I was just curious about something and would like to hear other people's (better-informed) opinions on the subject. What are the most popular fields of interest for those applying to PhD programs in English these days? I read somewhere (I forget where exactly, but it was a reliable source) that about half of all people apply with a focus on modernism/20th c. literature, but does anyone know the stats for other periods/genres? For example, is the other half of applicants distributed evenly across other specializations, or are there other particularly popular fields pre-1900? Or certain schools of theory/criticism?

I apologize if this is all common knowledge and I just sound silly--I don't have many intellectual/literary friends these days (post-college), so I'm out of the loop!

Posted

Well, I realize you're mixing theoretical fields and time periods here, but it seems to me that the vast majority of female grad students in my department work on feminist rhetoric or theory. Other than that, there seem to be quite a few rhet and tech folks, and post-colonialists.
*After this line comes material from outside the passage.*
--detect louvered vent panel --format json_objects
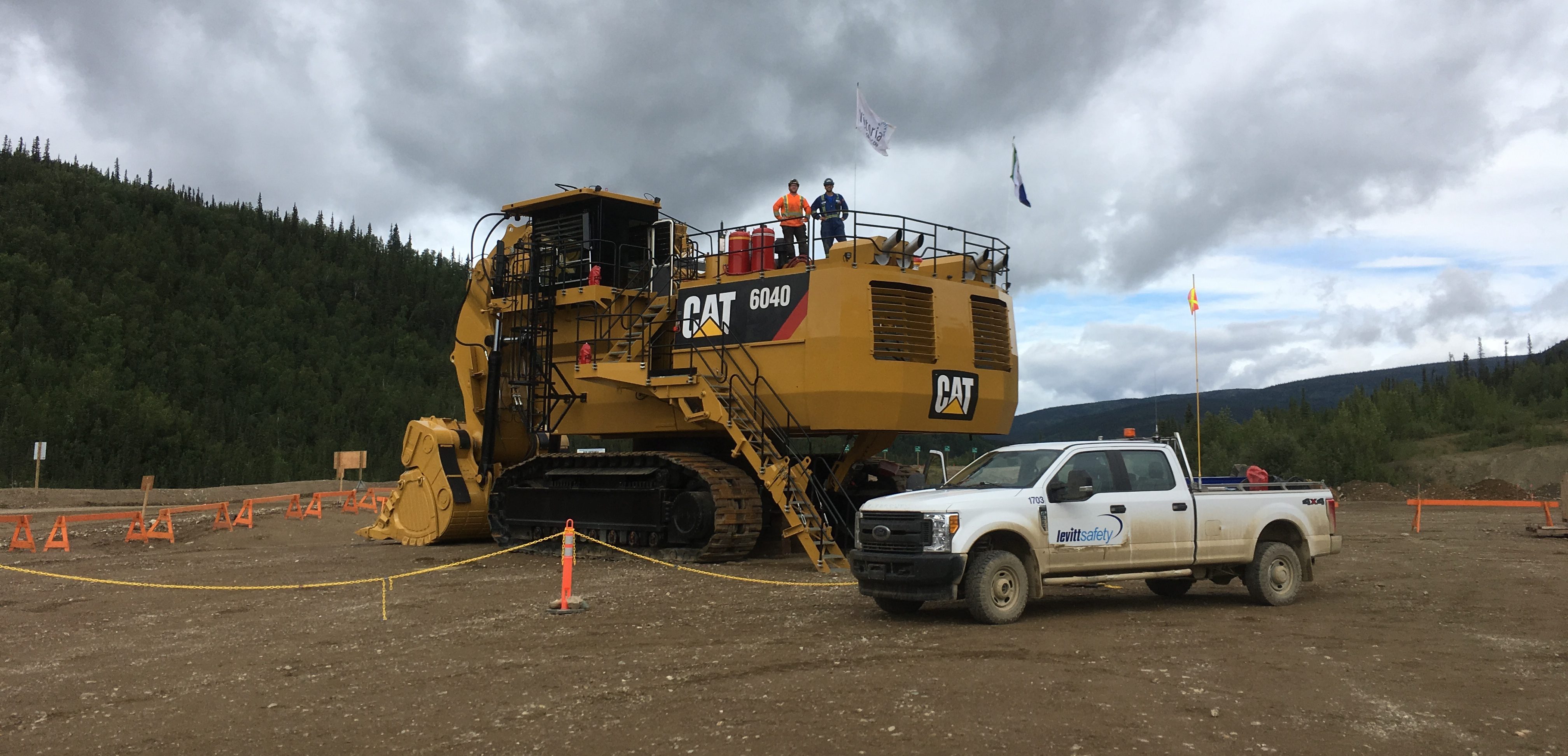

Are you trying to avoid the fields for which departments get flooded with applications, or do you have grand hopes of finding the "hot" field to help you get in? I would not chase trends at this point in your career. Do what you love.

Posted

Hi there,

I am interested in "spanking", "black leather", and single latin females 20-30... oops, wrong forum, sorry about that.

Seriously now, I am applying to Romance studies and Spanish literature and I am interested in a very specific literary topic: the application of Vladimir Propp's model to modern south american short stories.

It goes something like this: Propp developped a system that helps analyzing the structure of faerie tales and folk tales; basically it synthesizes a story into something that looks like a short math equation. Modern literature doesn't work well with his model, and was never meant to do so because its narrative is too complex. But I found out that when you try to do so... and then you fail miserably... you actually discover a lot about the structure of the the story at hand. Is like trying to understand a human being by studying him as if it were a chimp.

Although I am really passionate about this subject, this "interst" might turn out to be as bizarre and out-of-place in an application form as the the "spanking" and "black leather" interests mentioned above. Anyway, good luck to all of you "applicants" out there and may we all be "accepted" and "well fund" by mid march.

  • 1 month later...
Posted

From my experience at a visit weekend last year (Hopkins), the 13 people admitted went around the room as follows:

1 Renaissance

2 Long 18th century

4-5 19th century

5-6 20th century

I don't know if that reflects the applicant pool, but that was the distribution in the admitted pool.